Gum disease poses a risk to your oral health and you may not even be aware of it — say Park Ridge dentists Dr. Hagopian and Dr. Boghosian. If left untreated, gum disease can lead to serious tooth loss and other health complications. Before gum disease escalates to that point, it is possible to reverse the progression of the effects of gum disease.

Gingivitis and Periodontitis

You’ve probably heard of gingivitis, but have you heard of periodontitis? Gingivitis occurs when bacteria gets stuck in areas of the gum line, inflaming gums. Symptoms of gingivitis usually come in the form of continual bad breath and bleeding gums while brushing. Once gingivitis goes untreated, the disease transforms into periodontitis — reaching connective tissue and even the bone.

How Your Check-Up With HB Dentistry Helps

By the time patients even begin to notice the signs of gum disease, it’s usually too late. That’s why it’s important to see your dentist bi-annually, to ensure you’re not suffering from a severe case of gum disease. Dentists can spot problem areas along the gum line and any erosion around the root of the tooth. When you visit the dentist regularly, you begin to build up a history that allows the dentist to compare previous visits and x-rays, monitoring the progress or added erosion.

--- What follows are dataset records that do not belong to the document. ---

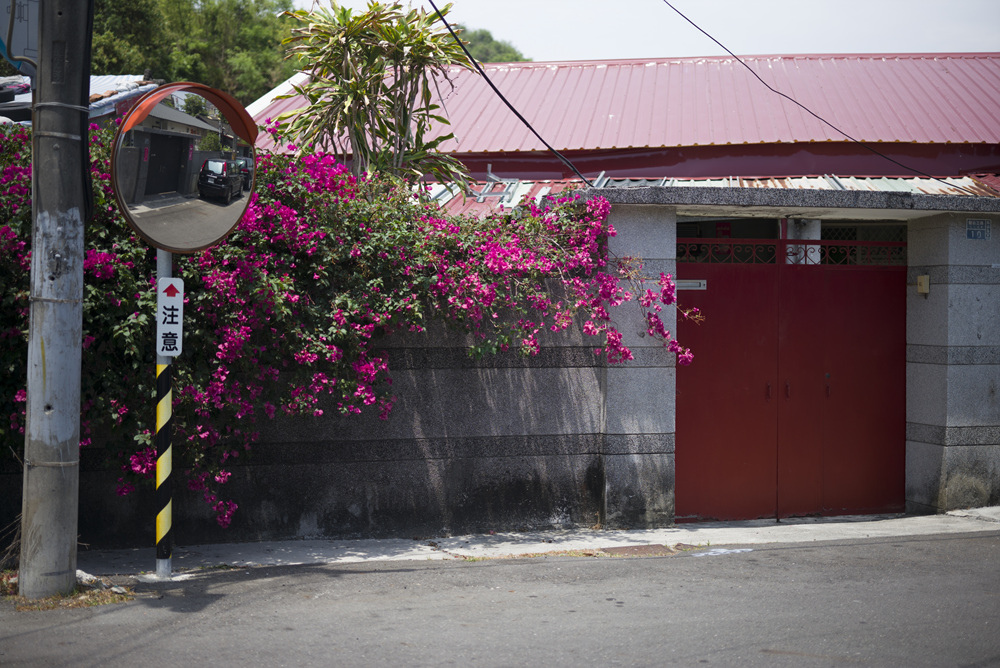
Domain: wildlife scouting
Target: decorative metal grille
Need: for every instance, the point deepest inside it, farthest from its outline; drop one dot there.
(728, 251)
(792, 252)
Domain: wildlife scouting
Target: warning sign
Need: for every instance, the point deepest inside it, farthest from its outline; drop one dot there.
(169, 316)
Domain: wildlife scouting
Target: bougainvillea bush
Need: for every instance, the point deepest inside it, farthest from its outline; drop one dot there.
(286, 315)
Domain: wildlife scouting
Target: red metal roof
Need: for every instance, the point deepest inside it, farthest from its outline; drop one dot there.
(595, 105)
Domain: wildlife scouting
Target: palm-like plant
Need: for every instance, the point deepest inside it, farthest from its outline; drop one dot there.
(373, 79)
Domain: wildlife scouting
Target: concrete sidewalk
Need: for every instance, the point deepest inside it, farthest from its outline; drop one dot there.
(707, 536)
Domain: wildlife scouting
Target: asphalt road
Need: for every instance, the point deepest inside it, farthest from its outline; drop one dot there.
(915, 601)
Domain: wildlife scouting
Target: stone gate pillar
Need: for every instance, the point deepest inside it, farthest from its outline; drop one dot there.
(953, 363)
(639, 395)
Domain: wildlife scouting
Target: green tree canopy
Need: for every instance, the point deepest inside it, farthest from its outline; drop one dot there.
(486, 49)
(374, 79)
(232, 45)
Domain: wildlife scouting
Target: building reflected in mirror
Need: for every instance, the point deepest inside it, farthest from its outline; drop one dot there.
(184, 178)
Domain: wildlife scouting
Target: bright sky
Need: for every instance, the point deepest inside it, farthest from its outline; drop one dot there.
(607, 29)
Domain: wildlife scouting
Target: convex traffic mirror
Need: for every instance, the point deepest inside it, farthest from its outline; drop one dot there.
(183, 178)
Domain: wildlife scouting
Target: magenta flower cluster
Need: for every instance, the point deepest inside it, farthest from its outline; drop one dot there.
(287, 315)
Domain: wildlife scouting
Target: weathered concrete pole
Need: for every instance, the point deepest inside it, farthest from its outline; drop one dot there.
(52, 432)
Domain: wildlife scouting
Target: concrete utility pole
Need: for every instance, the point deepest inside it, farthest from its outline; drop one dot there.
(59, 168)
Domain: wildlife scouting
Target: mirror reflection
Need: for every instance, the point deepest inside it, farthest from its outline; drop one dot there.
(182, 176)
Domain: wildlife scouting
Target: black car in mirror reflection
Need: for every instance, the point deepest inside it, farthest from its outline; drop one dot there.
(246, 167)
(220, 178)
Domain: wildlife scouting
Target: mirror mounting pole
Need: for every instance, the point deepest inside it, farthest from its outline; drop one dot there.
(164, 456)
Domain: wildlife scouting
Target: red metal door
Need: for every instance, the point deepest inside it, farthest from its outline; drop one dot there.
(801, 340)
(726, 401)
(864, 405)
(796, 402)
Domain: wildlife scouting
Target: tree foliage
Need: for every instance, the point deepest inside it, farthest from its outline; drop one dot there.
(374, 79)
(233, 45)
(487, 49)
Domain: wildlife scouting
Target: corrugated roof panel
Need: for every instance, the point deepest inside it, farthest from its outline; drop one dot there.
(913, 98)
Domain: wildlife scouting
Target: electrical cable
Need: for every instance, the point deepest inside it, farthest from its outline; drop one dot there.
(810, 111)
(479, 69)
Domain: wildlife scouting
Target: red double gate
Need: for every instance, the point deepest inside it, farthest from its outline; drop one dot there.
(795, 404)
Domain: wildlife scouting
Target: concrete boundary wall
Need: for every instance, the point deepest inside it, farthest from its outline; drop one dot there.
(561, 439)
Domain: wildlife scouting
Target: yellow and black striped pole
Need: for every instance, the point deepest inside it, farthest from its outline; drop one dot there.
(164, 467)
(169, 320)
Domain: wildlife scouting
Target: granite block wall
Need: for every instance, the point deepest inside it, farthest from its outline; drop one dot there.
(639, 400)
(953, 366)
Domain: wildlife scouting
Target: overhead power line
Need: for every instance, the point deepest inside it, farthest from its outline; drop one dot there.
(810, 111)
(510, 106)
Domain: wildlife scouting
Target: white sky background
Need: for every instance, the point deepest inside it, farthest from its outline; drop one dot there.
(546, 30)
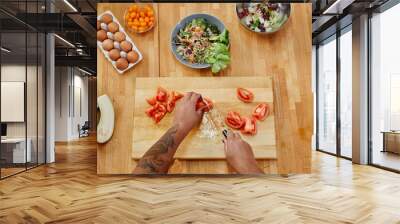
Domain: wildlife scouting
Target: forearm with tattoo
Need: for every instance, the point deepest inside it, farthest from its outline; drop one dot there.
(159, 157)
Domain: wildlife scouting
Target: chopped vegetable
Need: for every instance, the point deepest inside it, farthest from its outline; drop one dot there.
(245, 95)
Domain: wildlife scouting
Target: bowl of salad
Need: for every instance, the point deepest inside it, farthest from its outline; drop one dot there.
(201, 41)
(263, 17)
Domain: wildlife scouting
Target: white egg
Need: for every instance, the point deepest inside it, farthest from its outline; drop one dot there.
(110, 35)
(116, 45)
(123, 54)
(104, 26)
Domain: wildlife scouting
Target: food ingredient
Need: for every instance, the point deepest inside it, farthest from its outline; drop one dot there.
(108, 44)
(205, 104)
(244, 95)
(119, 36)
(250, 126)
(140, 18)
(201, 42)
(101, 35)
(234, 120)
(113, 27)
(261, 111)
(121, 64)
(262, 17)
(114, 54)
(132, 56)
(126, 46)
(162, 103)
(106, 18)
(105, 128)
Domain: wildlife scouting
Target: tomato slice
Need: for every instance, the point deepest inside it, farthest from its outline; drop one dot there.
(234, 120)
(261, 111)
(249, 127)
(176, 96)
(158, 116)
(152, 101)
(201, 103)
(162, 94)
(170, 106)
(245, 95)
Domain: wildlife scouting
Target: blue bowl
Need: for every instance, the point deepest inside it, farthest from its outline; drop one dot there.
(211, 19)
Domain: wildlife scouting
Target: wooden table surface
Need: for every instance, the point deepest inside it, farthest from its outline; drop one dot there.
(285, 55)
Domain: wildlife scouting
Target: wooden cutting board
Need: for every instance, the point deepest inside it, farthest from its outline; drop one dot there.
(222, 90)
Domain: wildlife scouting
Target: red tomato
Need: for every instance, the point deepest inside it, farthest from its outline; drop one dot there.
(152, 101)
(158, 116)
(234, 120)
(176, 96)
(261, 111)
(249, 127)
(244, 95)
(151, 111)
(170, 106)
(162, 94)
(201, 104)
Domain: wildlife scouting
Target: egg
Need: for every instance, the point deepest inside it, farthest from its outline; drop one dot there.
(113, 27)
(119, 36)
(101, 35)
(104, 26)
(106, 18)
(116, 45)
(132, 56)
(122, 64)
(126, 46)
(110, 35)
(114, 54)
(108, 44)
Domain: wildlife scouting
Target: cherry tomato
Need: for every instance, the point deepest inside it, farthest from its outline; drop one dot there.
(162, 94)
(234, 120)
(249, 127)
(201, 103)
(152, 101)
(244, 95)
(261, 111)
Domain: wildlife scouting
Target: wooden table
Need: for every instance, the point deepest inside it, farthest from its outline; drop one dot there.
(285, 55)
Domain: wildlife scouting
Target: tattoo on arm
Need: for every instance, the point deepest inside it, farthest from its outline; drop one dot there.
(159, 157)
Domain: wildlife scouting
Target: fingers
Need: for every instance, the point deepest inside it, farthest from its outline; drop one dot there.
(195, 97)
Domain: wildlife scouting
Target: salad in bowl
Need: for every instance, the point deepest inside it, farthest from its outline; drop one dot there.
(201, 41)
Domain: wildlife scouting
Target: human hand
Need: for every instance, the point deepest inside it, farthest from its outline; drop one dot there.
(240, 155)
(186, 115)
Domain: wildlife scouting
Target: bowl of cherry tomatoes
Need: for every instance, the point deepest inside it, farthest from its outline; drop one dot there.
(139, 18)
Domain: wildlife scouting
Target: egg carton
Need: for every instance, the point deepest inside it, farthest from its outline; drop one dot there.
(121, 29)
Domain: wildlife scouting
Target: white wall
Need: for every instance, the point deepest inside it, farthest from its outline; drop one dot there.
(67, 114)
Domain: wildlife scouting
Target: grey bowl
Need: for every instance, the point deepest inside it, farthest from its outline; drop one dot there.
(211, 19)
(282, 7)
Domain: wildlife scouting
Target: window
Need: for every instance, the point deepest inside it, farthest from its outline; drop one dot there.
(385, 89)
(326, 136)
(346, 75)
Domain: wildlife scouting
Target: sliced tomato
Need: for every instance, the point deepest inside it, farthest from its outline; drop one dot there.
(234, 120)
(249, 127)
(170, 106)
(245, 95)
(261, 111)
(162, 94)
(152, 101)
(205, 103)
(176, 96)
(151, 111)
(158, 116)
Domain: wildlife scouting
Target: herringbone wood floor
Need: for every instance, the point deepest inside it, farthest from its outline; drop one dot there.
(69, 191)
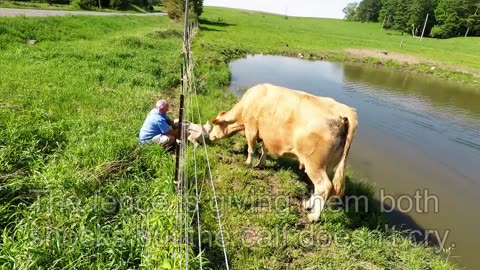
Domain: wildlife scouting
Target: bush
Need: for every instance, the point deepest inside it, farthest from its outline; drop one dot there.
(118, 4)
(175, 8)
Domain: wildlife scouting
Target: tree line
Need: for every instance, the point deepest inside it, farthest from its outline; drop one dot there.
(446, 18)
(174, 8)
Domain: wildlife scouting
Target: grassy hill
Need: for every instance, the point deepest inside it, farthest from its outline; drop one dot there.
(77, 191)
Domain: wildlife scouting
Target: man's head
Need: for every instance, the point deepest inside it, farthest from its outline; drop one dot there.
(162, 106)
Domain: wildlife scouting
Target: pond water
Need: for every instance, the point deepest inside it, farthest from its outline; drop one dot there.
(418, 141)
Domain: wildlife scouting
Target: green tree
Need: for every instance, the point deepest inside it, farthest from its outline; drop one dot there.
(176, 8)
(350, 11)
(369, 10)
(418, 11)
(454, 17)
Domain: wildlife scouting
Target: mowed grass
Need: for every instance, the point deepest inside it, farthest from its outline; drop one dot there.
(261, 209)
(251, 32)
(76, 189)
(78, 192)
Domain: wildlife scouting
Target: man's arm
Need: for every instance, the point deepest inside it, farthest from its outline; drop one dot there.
(171, 123)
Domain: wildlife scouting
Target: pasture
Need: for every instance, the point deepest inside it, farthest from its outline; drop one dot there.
(77, 191)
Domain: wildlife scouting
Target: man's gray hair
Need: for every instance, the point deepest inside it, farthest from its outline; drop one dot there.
(161, 103)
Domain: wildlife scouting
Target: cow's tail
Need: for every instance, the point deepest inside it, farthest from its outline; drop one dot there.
(339, 178)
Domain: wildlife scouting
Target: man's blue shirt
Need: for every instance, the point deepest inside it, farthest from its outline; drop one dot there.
(154, 124)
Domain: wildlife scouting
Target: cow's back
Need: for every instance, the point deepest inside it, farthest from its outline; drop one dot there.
(289, 121)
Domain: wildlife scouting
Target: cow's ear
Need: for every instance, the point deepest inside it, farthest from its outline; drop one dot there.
(215, 121)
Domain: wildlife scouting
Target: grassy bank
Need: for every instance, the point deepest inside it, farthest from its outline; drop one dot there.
(77, 191)
(235, 33)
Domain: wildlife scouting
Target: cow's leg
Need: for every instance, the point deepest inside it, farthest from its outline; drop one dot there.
(251, 137)
(263, 157)
(322, 187)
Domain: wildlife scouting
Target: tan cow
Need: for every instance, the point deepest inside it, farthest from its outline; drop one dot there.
(316, 130)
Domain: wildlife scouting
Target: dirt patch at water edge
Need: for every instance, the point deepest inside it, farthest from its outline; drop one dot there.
(409, 59)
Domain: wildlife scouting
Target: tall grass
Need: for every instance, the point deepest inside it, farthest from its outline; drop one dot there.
(77, 191)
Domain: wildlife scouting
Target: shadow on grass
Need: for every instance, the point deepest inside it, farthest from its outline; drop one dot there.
(204, 28)
(217, 23)
(361, 207)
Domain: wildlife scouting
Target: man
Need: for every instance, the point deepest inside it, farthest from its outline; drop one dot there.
(157, 127)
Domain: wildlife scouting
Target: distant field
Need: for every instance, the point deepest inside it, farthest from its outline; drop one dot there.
(266, 33)
(46, 6)
(79, 192)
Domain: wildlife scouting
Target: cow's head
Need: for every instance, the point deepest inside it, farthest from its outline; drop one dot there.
(223, 128)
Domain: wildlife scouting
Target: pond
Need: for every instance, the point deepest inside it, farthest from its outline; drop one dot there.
(418, 140)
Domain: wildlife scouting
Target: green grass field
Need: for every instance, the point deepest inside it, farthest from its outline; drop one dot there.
(248, 32)
(46, 6)
(78, 192)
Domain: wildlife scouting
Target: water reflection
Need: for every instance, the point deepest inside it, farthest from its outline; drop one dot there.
(414, 133)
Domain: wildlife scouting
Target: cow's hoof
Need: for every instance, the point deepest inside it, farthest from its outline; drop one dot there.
(307, 204)
(312, 217)
(260, 165)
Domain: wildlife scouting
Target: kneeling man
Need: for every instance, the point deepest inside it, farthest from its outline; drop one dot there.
(158, 128)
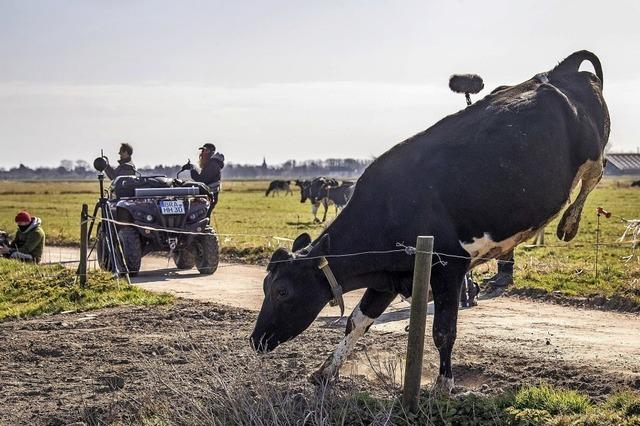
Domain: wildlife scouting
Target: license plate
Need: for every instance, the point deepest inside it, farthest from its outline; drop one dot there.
(172, 207)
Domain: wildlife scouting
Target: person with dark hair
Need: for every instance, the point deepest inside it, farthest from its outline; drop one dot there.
(210, 173)
(28, 244)
(125, 165)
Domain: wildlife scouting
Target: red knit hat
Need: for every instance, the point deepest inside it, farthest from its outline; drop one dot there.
(23, 216)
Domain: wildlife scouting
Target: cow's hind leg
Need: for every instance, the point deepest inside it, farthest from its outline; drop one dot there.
(445, 282)
(591, 173)
(371, 306)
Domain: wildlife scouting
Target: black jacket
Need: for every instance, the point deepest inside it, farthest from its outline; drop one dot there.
(211, 173)
(125, 168)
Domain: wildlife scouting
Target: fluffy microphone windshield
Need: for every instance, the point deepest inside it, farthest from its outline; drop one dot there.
(466, 83)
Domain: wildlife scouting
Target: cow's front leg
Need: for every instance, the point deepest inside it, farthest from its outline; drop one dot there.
(314, 211)
(446, 294)
(568, 225)
(371, 306)
(325, 203)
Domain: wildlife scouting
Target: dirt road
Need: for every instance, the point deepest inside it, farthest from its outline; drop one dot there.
(511, 326)
(102, 366)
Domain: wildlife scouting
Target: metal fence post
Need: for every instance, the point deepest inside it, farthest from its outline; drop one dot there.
(417, 322)
(84, 244)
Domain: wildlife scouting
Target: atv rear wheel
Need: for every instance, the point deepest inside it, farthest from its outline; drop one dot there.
(104, 253)
(184, 259)
(206, 253)
(131, 248)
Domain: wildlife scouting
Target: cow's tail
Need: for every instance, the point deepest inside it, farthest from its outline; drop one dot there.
(572, 63)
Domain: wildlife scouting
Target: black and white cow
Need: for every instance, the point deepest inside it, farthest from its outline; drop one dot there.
(279, 185)
(324, 191)
(480, 181)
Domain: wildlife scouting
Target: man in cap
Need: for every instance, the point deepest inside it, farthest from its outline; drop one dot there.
(125, 165)
(211, 164)
(28, 244)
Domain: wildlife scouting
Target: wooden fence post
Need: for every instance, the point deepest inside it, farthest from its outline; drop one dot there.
(417, 322)
(84, 244)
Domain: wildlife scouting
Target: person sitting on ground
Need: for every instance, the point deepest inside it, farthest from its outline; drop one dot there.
(125, 165)
(28, 244)
(211, 164)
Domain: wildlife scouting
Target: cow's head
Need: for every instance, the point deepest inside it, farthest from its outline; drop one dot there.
(304, 189)
(295, 291)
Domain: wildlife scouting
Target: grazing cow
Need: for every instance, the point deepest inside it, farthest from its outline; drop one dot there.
(279, 185)
(480, 181)
(317, 191)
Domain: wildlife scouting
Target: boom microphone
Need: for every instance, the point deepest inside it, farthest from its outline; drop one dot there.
(466, 83)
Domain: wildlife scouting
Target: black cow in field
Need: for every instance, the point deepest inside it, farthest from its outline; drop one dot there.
(325, 191)
(279, 185)
(480, 181)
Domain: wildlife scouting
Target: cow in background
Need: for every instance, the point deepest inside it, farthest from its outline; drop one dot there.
(279, 185)
(324, 191)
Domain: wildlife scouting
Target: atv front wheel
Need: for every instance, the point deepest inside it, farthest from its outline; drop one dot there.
(105, 254)
(206, 253)
(131, 248)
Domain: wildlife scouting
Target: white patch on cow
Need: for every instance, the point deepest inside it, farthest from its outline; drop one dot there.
(485, 248)
(359, 324)
(444, 383)
(543, 77)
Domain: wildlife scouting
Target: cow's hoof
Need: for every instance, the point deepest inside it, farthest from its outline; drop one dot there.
(321, 378)
(443, 385)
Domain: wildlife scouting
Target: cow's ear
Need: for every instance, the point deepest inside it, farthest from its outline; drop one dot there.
(321, 247)
(301, 242)
(278, 256)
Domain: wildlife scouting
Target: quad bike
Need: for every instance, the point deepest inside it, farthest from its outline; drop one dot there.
(145, 214)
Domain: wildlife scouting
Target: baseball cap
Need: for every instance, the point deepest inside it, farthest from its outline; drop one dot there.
(23, 216)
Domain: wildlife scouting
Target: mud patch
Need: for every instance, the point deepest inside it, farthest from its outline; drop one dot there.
(62, 369)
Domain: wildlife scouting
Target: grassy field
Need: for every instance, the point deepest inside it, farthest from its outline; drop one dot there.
(254, 220)
(29, 290)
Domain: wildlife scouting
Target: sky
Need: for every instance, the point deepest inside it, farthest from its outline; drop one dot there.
(281, 79)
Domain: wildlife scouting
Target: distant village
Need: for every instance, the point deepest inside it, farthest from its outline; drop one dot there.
(291, 169)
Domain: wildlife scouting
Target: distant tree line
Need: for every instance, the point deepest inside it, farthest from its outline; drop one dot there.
(291, 169)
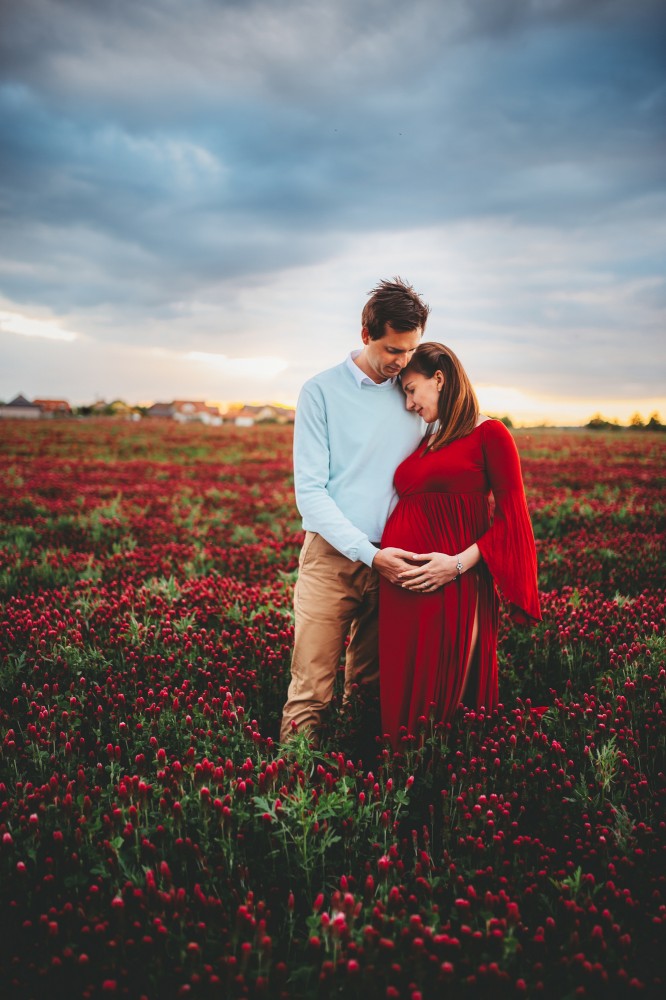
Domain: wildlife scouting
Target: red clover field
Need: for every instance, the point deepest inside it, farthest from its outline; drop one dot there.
(155, 839)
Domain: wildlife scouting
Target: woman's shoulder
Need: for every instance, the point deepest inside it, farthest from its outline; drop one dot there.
(491, 425)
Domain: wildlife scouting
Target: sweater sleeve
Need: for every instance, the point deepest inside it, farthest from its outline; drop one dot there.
(508, 546)
(311, 476)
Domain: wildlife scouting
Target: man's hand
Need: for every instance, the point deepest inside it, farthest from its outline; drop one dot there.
(434, 570)
(392, 562)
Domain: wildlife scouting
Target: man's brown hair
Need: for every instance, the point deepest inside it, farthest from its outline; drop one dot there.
(396, 303)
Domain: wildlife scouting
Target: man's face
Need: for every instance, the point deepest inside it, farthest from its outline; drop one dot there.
(386, 357)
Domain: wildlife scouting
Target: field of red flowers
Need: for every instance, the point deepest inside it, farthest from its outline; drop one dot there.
(156, 841)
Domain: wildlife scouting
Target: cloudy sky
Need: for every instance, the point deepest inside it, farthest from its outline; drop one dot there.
(196, 197)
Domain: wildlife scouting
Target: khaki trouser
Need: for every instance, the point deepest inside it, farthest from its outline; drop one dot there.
(334, 597)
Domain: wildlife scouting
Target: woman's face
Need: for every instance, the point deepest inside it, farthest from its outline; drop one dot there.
(422, 394)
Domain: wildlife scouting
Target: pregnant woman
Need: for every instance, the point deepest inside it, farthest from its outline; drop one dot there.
(438, 627)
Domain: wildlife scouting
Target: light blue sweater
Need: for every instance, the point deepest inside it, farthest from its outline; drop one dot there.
(349, 437)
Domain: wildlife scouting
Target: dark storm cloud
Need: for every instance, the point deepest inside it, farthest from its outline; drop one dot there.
(160, 153)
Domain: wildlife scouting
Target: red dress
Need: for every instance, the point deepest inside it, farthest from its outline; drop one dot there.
(425, 639)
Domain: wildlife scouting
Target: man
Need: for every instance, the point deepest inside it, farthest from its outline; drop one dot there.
(352, 429)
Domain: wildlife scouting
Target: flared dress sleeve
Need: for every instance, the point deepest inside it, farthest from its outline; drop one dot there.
(508, 546)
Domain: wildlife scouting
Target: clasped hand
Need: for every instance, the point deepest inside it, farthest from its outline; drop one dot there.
(432, 570)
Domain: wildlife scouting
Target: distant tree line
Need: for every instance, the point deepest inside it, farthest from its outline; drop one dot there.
(636, 423)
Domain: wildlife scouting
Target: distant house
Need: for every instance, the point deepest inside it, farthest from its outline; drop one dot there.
(186, 411)
(20, 409)
(164, 411)
(53, 407)
(247, 416)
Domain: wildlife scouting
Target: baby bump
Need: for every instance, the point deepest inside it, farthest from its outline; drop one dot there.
(437, 522)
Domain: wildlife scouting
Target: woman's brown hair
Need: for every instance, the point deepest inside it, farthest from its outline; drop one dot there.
(458, 407)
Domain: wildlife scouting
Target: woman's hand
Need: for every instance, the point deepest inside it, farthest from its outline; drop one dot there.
(434, 570)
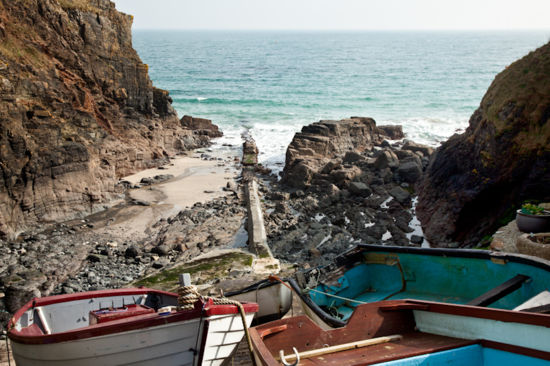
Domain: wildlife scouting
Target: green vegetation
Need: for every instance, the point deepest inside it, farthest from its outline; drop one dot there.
(532, 209)
(208, 268)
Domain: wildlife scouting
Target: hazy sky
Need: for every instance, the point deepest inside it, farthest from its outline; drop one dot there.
(338, 14)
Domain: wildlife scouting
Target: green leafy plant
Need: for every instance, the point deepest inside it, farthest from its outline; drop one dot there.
(531, 209)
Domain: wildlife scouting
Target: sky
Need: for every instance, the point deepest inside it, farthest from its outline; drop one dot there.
(338, 14)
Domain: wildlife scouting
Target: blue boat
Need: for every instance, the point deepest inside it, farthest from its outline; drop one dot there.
(371, 273)
(409, 333)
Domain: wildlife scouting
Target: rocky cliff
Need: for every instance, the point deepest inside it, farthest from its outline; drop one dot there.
(77, 110)
(476, 178)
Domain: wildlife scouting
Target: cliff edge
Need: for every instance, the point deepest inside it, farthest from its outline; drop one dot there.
(477, 178)
(77, 110)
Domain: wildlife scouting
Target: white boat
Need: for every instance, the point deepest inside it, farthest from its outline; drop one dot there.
(136, 326)
(274, 297)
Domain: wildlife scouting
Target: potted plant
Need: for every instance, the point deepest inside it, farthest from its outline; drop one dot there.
(533, 219)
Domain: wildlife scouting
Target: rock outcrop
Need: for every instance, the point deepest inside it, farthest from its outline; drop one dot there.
(77, 110)
(201, 126)
(317, 144)
(476, 178)
(344, 183)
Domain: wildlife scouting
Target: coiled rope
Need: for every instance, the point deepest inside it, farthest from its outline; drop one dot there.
(188, 296)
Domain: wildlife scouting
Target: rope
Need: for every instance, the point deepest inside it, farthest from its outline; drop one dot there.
(188, 296)
(8, 349)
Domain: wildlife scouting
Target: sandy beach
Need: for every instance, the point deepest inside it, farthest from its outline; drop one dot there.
(195, 179)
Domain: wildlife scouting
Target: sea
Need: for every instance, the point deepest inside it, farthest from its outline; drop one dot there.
(271, 83)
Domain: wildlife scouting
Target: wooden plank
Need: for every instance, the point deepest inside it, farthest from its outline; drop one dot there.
(340, 347)
(499, 292)
(412, 344)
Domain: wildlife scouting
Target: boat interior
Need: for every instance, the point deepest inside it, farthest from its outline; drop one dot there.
(74, 314)
(391, 276)
(420, 333)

Preventing and Treating Gum Disease

Maintaining recommended dental hygiene habits is the first step in preventing gum disease. Most of us know the basics (brushing and flossing twice a day), but there are additional steps you can take:

  • Use an anti-bacterial mouthwash after brushing to wash away any “left-over” bacteria
  • Quit Smoking. Smoking damages gums, providing a habitable environment in which bacteria flourishes
  • Dr. Boghosian or Dr. Hagopian can scrape away plaque at the gumline

What To Do About Periodontitis

If gum disease has infected the bone, then more specialized care at home and the dentists office is required:

  • The first step is for a dentist to remove plaque and tartar from below the gum line. You may need a local anesthetic so you don’t feel pain.
  • Next, your dentist may prescribe an antibiotic to prevent infection. Some people, may need periodontal surgery to fold back gum tissue. Periodontal surgery can also treat deeper pockets of infection.
  • Your dentist or periodontist may need to do a procedure called grafting. For that, he takes tissue from one part of your mouth (such as the roof) to replace gum tissue that has eroded, exposing the roots of your teeth.